Oil Prices Breach $114 as Hormuz Blockade Tightens

Oil Prices Breach $114 as Hormuz Blockade Tightens

Global oil benchmarks have shattered the $100 barrier, with Brent crude surging to $114.86 per barrel during Monday morning trading. This 23% single-day spike follows a dire warning from Goldman Sachs that prices could reach $150 by the end of March if the “effective blockade” of the Strait of Hormuz persists. The investment bank noted that shipping traffic through the world’s most vital oil artery has slowed to a mere 10% of normal volume, a disruption 17 times larger than the supply shock caused by the 2022 invasion of Ukraine.

The crisis stems from a week of escalating warfare between the United States, Israel, and Iran. Following U.S.-Israeli strikes on Iranian soil on February 28, Tehran’s Revolutionary Guard (IRGC) implemented a de facto closure of the Strait. Only Chinese-owned vessels have reportedly been granted passage, while at least eight other tankers have been damaged by drones or missiles. This bottleneck has created a staggering 20 million-barrel-per-day deficit in the global market, as major producers such as Saudi Arabia, Kuwait, and Iraq find their export routes severed.

The economic fallout is already rippling across the globe. In Asia, stock markets plunged on Monday as investors braced for a return to 2008-style energy inflation. Bangladesh and Vietnam have already announced emergency measures, including university closures and the removal of fuel import tariffs, to conserve energy. Goldman Sachs analysts warned that refined products—such as petrol and diesel—are likely to exceed their all-time historical peaks this month, as global inventories are drawn down at an unsustainable rate of 76 million barrels per month.

Political resolution appears distant. President Donald Trump has maintained a “maximum pressure” stance, demanding an “unconditional surrender” from Tehran—a position market analysts describe as a barrier to any immediate ceasefire. Meanwhile, Qatar’s Energy Minister warned on Sunday that if the blockade continues, all Gulf energy exporters may soon be forced to shut down production entirely as storage facilities reach their physical limits. This “production freeze” would remove the last remaining buffers in the global supply chain.

The impact on Nigeria is a volatile paradox. While the landed cost of petrol in Abuja and Lagos is now estimated to exceed N1,500 per litre, the federal treasury is seeing a nominal surge in the value of its crude exports.
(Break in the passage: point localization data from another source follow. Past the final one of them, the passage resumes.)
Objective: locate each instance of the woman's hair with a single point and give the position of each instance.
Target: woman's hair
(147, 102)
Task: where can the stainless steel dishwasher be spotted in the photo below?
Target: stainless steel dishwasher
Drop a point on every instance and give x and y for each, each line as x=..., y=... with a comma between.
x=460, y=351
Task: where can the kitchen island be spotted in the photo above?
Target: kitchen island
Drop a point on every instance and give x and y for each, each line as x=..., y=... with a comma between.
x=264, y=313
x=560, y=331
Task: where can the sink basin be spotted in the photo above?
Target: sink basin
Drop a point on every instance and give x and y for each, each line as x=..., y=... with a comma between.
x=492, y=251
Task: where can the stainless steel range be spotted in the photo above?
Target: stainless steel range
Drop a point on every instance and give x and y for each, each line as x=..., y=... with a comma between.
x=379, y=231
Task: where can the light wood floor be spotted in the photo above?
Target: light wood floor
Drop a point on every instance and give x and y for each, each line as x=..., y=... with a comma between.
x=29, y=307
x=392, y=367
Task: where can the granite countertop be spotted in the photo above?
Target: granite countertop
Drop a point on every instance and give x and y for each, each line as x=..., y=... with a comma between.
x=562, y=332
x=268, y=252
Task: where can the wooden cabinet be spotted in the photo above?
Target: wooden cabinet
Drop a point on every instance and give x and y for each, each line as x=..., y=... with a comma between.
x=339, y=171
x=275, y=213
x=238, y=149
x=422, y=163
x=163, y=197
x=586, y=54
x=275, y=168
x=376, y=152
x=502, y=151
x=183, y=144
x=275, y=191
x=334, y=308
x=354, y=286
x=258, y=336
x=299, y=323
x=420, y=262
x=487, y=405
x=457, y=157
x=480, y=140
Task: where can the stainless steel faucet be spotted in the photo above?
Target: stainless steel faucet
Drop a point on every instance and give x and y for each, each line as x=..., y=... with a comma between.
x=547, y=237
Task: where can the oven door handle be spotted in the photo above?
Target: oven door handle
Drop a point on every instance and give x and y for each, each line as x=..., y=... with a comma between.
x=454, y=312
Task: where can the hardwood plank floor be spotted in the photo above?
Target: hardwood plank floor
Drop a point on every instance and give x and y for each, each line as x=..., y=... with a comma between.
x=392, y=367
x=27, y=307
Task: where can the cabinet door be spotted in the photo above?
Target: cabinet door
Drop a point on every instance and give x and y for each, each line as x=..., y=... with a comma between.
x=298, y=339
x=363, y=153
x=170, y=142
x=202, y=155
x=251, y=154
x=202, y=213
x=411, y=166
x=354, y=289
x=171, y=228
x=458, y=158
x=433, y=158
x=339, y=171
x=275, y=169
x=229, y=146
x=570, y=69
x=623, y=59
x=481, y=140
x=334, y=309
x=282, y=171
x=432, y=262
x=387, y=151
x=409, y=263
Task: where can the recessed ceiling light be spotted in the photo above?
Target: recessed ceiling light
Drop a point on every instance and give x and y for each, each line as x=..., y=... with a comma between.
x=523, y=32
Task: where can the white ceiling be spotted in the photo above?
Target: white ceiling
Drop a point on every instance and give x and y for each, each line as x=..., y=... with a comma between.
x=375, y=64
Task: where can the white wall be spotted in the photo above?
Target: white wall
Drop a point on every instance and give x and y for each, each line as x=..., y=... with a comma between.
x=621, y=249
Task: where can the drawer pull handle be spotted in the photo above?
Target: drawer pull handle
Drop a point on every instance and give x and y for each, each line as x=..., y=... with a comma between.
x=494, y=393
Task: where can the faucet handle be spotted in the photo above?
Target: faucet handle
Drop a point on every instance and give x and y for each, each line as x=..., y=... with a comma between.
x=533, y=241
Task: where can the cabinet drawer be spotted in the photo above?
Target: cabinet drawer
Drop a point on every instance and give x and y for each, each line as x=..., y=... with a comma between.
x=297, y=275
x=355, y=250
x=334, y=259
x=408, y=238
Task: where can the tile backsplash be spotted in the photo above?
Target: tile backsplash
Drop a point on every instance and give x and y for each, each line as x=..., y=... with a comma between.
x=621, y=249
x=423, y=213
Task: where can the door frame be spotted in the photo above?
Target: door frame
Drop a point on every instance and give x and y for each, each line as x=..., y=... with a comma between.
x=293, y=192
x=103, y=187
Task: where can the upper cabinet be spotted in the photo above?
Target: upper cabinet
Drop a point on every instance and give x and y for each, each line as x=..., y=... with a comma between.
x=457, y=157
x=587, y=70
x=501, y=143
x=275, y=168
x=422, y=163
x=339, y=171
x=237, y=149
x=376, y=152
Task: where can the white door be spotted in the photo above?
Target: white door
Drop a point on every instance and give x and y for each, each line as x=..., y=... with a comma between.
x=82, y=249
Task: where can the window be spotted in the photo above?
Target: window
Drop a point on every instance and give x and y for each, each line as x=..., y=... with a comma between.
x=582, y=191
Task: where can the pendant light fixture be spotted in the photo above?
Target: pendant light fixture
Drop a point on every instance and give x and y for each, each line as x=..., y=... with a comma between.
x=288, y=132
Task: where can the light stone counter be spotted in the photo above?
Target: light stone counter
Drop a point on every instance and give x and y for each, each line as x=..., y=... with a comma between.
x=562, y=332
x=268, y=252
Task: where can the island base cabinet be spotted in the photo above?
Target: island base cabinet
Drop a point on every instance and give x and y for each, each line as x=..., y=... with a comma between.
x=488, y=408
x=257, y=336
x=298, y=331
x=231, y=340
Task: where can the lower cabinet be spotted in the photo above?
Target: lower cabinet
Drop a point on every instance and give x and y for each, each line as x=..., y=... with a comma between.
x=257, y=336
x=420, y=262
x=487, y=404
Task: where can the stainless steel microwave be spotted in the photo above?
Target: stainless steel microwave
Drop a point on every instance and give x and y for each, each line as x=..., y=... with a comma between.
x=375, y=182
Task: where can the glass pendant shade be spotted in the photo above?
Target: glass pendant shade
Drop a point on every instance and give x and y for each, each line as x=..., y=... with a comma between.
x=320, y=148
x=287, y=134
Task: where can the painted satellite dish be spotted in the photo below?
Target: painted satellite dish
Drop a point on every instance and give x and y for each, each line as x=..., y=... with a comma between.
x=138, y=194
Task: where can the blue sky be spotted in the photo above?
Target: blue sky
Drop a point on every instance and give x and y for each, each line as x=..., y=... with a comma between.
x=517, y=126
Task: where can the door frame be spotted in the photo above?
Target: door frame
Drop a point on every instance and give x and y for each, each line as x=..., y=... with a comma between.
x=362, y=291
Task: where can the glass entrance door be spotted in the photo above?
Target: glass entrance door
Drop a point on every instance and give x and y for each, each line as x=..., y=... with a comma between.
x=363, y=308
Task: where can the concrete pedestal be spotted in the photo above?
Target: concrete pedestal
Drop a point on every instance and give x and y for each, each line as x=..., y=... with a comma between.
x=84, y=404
However, with the national grid already unstable and the cost of transport skyrocketing, the “oil windfall” is being rapidly eclipsed by a domestic cost-of-living crisis. The NMDPRA has warned that further pump price adjustments are inevitable as long as the international benchmark remains above $110.

For the global economy, the Strait of Hormuz has shifted from a strategic chokepoint to an active economic weapon. Goldman Sachs concludes that without a naval escort system or a diplomatic breakthrough, the world is entering a period of “unprecedented energy scarcity.” With 20% of global oil and 25% of LNG currently trapped behind the Iranian blockade, the $150-per-barrel scenario is no longer a fringe theory, but a baseline expectation for the weeks ahead.